Dans le contre-la-montre. Je peux largement m'améliorer. C'est un objectif dans le futur. Pour le reste, je veux juste gagner autant que possible. Je sais que je ne suis pas encore à mon meilleur niveau et que je peux encore m'améliorer un peu dans chaque aspect. Les ascensions paraissent si faciles à la télévision à chaque fois que je gagne, mais ça ne l'est pas. Je dois vraiment continuer à grandir en tant que coureuse parce que les autres s'améliorent chaque jour. Tu ne peux pas te reposer sur tes acquis. Il faut toujours essayer de se battre soi-même. C'est ce que j'essaie de faire aujourd'hui. 

Maintenant qu'Annemiek van Vleuten est retraitée, qui est votre adversaire principale pour ce Tour de France ?

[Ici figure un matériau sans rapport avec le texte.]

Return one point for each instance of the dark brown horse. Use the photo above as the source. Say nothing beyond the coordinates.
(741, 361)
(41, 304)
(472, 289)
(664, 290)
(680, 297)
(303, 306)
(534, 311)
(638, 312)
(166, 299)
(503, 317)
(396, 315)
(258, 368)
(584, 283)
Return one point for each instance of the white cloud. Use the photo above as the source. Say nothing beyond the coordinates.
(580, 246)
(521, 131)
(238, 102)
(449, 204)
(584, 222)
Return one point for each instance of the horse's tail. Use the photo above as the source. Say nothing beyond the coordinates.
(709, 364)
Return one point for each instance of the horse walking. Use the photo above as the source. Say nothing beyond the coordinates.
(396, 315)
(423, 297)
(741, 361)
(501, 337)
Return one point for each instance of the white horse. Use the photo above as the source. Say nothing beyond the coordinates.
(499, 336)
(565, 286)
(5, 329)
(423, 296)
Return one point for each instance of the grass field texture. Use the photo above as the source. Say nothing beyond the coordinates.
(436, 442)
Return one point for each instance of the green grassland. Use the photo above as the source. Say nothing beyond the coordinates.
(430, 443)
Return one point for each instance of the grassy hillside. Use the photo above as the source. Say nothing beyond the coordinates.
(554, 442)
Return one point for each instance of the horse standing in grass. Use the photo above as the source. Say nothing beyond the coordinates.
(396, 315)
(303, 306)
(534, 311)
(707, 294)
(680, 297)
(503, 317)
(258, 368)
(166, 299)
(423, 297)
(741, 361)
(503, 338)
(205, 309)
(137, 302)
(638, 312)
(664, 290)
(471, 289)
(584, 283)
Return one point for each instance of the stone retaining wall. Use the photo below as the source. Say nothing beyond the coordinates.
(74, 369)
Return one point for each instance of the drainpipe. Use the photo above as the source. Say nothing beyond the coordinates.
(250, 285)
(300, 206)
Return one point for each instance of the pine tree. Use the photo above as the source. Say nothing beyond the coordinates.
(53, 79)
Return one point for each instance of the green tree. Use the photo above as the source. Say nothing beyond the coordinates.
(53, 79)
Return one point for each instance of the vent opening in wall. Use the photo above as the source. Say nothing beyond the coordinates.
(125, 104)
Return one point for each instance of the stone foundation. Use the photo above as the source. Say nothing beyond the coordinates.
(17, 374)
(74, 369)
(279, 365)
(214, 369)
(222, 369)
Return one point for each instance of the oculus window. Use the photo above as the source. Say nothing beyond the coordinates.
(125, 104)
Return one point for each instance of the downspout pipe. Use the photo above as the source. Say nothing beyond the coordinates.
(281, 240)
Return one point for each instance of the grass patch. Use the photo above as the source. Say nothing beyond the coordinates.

Il y en a quelques-unes. Elisa Longo Borghini avait l'air très forte sur le Giro. Kasia Niewiadoma a franchi un cap la saison dernière en haute montagne. L'équipe Canyon//SRAM a vraiment de très bonnes grimpeuses, comme Neve Bradbury ou Antonia Niedermaier. Evita Muzic est aussi très forte. On l'a vu sur les courses espagnoles. Il y a beaucoup de coureuses qui sont très proches derrière moi. Je n'ai pas couru depuis pas mal de temps. Ma dernière course, hors championnats nationaux, c'était le Tour de Suisse (du 15 au 18 juin). Je ne sais pas exactement où chaque coureuse en est. C'est toujours excitant, mais aussi un peu effrayant.

Votre première victoire cette saison n'est arrivée qu'au mois de mai, à un moment de l'année où vous en comptiez déjà cinq en 2023. Est-ce que c'est lié à la difficulté de se motiver à nouveau après avoir quasiment tout gagné ou à votre situation contractuelle avec la SD-Worx, qui a annoncé votre départ à l'issue de la saison ?

C'est difficile à dire. J'ai quand même fait de très beaux podiums. Je ne peux pas être contente de mon printemps. Je voulais vraiment une grande victoire. C'est le fruit de beaucoup de choses. L'histoire autour de mon contrat n'était pas facile pour moi. Les tracés de certaines classiques étaient aussi moins difficiles, comme sur la Flèche wallonne, avec cinq côtes pentues en moins. L'équipe a roulé avec deux objectifs en tête et ça ne m'a pas trop réussi. Tout ça a fait que tout était différent. J'étais très contente de pouvoir montrer ma bonne forme en Espagne.

Votre équipe a tellement dominé son sport que les autres ont appelé à monter des alliances contre vous. Qu'est-ce que ça fait de courir pour l'équipe que tout le monde veut abattre ?

C'est logique, et c'est un fait sur lequel on n'a aucune prise. On peut être frustrées que tout le monde court contre nous, mais c'est comme ça. Ce n'est pas vraiment quelque chose qu'on ressent comme difficile ou méchante. On doit juste l'accepter et s'adapter, peut-être avec des plans différents. On essaie constamment de réfléchir à comment on peut gagner. Le plus important, c'est de ne pas se frustrer. 

Vous avez souffert de l'emballement médiatique et des spéculations autour du nom de votre future équipe. Mais, dans un sens, le fait qu'une rumeur mercato fasse autant de bruit, ce n'est pas aussi le signe que le cyclisme féminin entre dans une nouvelle dimension ?

Oui exactement. Je pense que c'est un grand compliment pour le cyclisme féminin que tout le monde ait envie de savoir. Pour moi, c'est un peu difficile parce que ça me concerne. Mais c'est vrai que c'est quelque chose de spécial parce que ça n'était jamais encore arrivé. Ça montre à quel point le cyclisme féminin progresse rapidement.